Лазаревский неожиданно стал на пути Лаубе и Хоуелла к быстрому обогащению.
Кроме того, Лаубе и многим другим «хозяевам» города не по душе было еще одно обстоятельство: русские строители приурочивали окончание моста к первому мая. Ясно, что прежде всего пройдут через мост и направятся к центру демонстранты с красными флагами. Мост соединит два крупных, пока что разобщенных района, содействуя объединению красных сил, а Лаубе очень хотелось, чтобы в этот наиболее ненавистный ему день город был разъединен на части не только каналами, но и колючей проволокой, как настоящий концлагерь. Лаубе слишком хорошо помнил дни восстания «марксистов», когда правительственные войска лишь благодаря разобщенности районов смогли удушить «красную Вену». Таким образом, восстановление моста на Шведен-канале было вдвойне невыгодно одному из бывших хозяев города — Эрнсту Лаубе.
Раздумывая над всем этим и вслушиваясь в звучание автомобильных клаксонов на улице, Лаубе взял из рук старого Иоганна бутылку холодного вина, налил в стакан, посмотрел на свет: вино было густое и красное. Лаубе поднес к губам стакан, но поморщился и не стал пить.

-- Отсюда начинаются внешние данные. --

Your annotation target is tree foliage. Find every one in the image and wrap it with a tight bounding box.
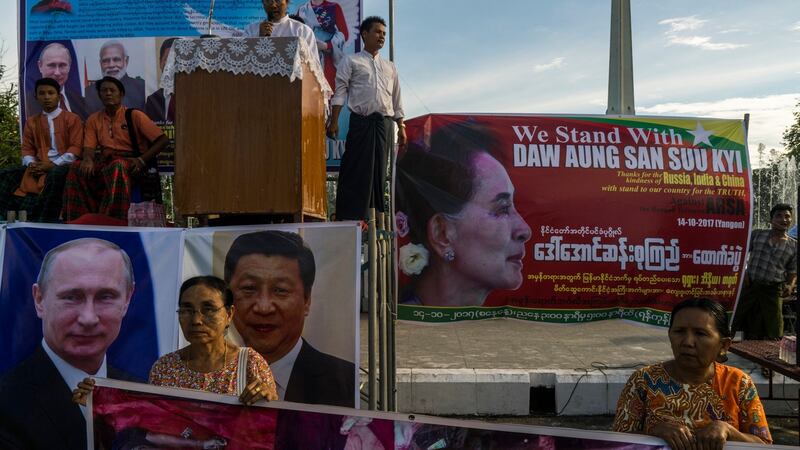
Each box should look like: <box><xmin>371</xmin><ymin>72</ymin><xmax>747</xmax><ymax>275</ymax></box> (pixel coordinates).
<box><xmin>0</xmin><ymin>65</ymin><xmax>20</xmax><ymax>167</ymax></box>
<box><xmin>783</xmin><ymin>102</ymin><xmax>800</xmax><ymax>159</ymax></box>
<box><xmin>752</xmin><ymin>144</ymin><xmax>800</xmax><ymax>228</ymax></box>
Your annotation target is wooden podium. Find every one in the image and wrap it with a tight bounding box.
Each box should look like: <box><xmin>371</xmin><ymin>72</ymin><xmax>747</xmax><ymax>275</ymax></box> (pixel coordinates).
<box><xmin>171</xmin><ymin>38</ymin><xmax>330</xmax><ymax>222</ymax></box>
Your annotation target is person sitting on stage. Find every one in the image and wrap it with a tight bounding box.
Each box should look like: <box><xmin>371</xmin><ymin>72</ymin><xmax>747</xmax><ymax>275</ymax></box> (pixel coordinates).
<box><xmin>64</xmin><ymin>77</ymin><xmax>169</xmax><ymax>221</ymax></box>
<box><xmin>394</xmin><ymin>122</ymin><xmax>531</xmax><ymax>306</ymax></box>
<box><xmin>74</xmin><ymin>276</ymin><xmax>278</xmax><ymax>405</ymax></box>
<box><xmin>614</xmin><ymin>298</ymin><xmax>772</xmax><ymax>450</ymax></box>
<box><xmin>0</xmin><ymin>78</ymin><xmax>83</xmax><ymax>222</ymax></box>
<box><xmin>244</xmin><ymin>0</ymin><xmax>322</xmax><ymax>70</ymax></box>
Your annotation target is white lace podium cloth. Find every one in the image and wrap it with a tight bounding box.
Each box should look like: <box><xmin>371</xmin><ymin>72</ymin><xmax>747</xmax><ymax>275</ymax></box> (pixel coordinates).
<box><xmin>161</xmin><ymin>37</ymin><xmax>333</xmax><ymax>110</ymax></box>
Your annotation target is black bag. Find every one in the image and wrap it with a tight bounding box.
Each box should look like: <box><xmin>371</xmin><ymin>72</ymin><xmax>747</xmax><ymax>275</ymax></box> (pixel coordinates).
<box><xmin>125</xmin><ymin>108</ymin><xmax>163</xmax><ymax>203</ymax></box>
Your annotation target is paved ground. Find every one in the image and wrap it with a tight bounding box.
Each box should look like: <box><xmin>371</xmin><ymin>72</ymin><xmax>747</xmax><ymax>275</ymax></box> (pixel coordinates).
<box><xmin>361</xmin><ymin>316</ymin><xmax>798</xmax><ymax>445</ymax></box>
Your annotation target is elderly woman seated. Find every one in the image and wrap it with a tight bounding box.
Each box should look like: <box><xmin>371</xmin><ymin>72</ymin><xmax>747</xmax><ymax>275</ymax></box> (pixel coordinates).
<box><xmin>73</xmin><ymin>276</ymin><xmax>278</xmax><ymax>405</ymax></box>
<box><xmin>614</xmin><ymin>298</ymin><xmax>772</xmax><ymax>450</ymax></box>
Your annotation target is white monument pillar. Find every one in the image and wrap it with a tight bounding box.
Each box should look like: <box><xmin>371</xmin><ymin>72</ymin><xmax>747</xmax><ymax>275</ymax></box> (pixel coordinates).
<box><xmin>606</xmin><ymin>0</ymin><xmax>636</xmax><ymax>116</ymax></box>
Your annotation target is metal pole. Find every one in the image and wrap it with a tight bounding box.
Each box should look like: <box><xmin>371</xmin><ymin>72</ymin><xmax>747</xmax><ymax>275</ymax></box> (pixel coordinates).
<box><xmin>378</xmin><ymin>213</ymin><xmax>391</xmax><ymax>411</ymax></box>
<box><xmin>386</xmin><ymin>170</ymin><xmax>397</xmax><ymax>411</ymax></box>
<box><xmin>367</xmin><ymin>208</ymin><xmax>379</xmax><ymax>411</ymax></box>
<box><xmin>389</xmin><ymin>0</ymin><xmax>394</xmax><ymax>62</ymax></box>
<box><xmin>206</xmin><ymin>0</ymin><xmax>216</xmax><ymax>35</ymax></box>
<box><xmin>606</xmin><ymin>0</ymin><xmax>636</xmax><ymax>116</ymax></box>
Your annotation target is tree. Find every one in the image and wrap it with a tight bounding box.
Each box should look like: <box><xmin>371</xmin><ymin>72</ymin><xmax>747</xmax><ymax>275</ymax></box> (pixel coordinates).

Из своего угла вышел бывший литейщик, теперь трубочист, Фридрих Гельм. С восточного фронта он вернулся без левой руки. В его отсутствие умерли жена и ребенок. Гельм был одинок и, как казалось Лаубе, очень обозлен. Завод не работал, да и работай он, однорукого Гельма все равно не взяли бы. Он стал подрабатывать на чистке труб, ухитряясь делать одной рукой то, что другие делали двумя.
Лаубе не переваривал этого бывшего солдата. Почему он возвратился с войны и мозолит глаза своим пустым рукавом? Ведь он один из тех, на кого надеялся фюрер и кто не оправдал этих надежд. Все они, эти военные калеки, — микробы красной болезни. Им лучше всего было бы навеки остаться далеко от Вены, в суровых снегах Подмосковья или в дымных развалинах Сталинграда. А теперь они напоминают тем, кто надеялся на войну, о развеянных русскими пушками иллюзиях.